It was 90 years ago this month – 6th and 7th January, 1928 – that the River Thames flooded disastrously in what was the last major flood in central London.
Fourteen people are reported to have died and some 4,000 made homeless when the river burst its banks and spilled over the top of the Thames Embankment. Part of the Chelsea Embankment collapsed.
The flood – which was blamed on a range of factors including a sudden thaw upstream, heavy rain, a tidal surge and the impact of dredging – peaked at about 1.30am on 7th January at a height of 18 foot, three inches (5.56 metres) above ordnance datum.
The city saw extensive flooding on the City of London itself as well as in Southwark and as far upriver as Putney and Hammersmith and downriver in Greenwich and Woolwich as well as beyond.
Most of the deaths occurred when the embankment gave way near Lambeth Bridge and a wall of water swept through the slums on the Westminster side of the bridge with 10 people losing their lives.
Among the buildings flooded were the Tate Gallery at Millbank – where many works including some by JMW Turner were damaged, parts of the Houses of Parliament including Westminster Hall and the House of Commons, numerous Underground stations and Blackwall and Rotherhithe tunnels. The moat of the Tower of London, dry for 80 years, was filled.

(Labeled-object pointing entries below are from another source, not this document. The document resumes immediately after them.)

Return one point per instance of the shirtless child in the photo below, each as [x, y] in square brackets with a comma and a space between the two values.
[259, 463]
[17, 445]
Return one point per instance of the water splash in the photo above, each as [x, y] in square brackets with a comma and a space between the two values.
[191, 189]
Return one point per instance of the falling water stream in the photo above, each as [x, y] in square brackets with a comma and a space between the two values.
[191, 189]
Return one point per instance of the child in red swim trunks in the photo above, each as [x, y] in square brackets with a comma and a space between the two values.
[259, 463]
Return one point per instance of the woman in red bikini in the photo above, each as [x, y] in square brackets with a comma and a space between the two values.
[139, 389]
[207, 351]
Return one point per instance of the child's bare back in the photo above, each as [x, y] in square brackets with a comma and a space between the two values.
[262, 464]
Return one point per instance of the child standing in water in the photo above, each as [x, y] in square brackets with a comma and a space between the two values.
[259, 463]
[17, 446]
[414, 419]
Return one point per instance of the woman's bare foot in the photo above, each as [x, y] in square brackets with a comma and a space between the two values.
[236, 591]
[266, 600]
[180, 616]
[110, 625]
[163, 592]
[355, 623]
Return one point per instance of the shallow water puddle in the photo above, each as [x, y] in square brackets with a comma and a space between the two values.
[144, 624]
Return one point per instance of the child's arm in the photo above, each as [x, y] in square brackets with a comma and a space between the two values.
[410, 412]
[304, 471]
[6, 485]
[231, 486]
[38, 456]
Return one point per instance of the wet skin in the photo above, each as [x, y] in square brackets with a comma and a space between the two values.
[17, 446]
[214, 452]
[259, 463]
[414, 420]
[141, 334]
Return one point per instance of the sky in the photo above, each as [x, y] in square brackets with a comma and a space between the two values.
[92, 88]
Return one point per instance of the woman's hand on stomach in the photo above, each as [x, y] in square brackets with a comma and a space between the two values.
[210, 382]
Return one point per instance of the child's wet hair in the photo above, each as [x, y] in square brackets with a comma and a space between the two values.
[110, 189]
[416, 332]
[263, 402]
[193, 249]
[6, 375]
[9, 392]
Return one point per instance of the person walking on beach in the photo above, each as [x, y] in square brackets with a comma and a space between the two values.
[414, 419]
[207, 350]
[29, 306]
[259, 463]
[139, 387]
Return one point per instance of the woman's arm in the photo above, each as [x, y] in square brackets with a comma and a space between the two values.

While the flood waters receded by the end of the day, the damage took years to repair with many buildings in Millbank, the worst affected area, demolished. Embankments were raised in the wake of the flooding but it wasn’t until after the North Sea flood of 1953 that authorities took action to build the Thames Barrier (it was eventually completed in 1982).
Above – A marker recording the height of the flood outside Trinity Hospital in Greenwich (the plaque below right records the details).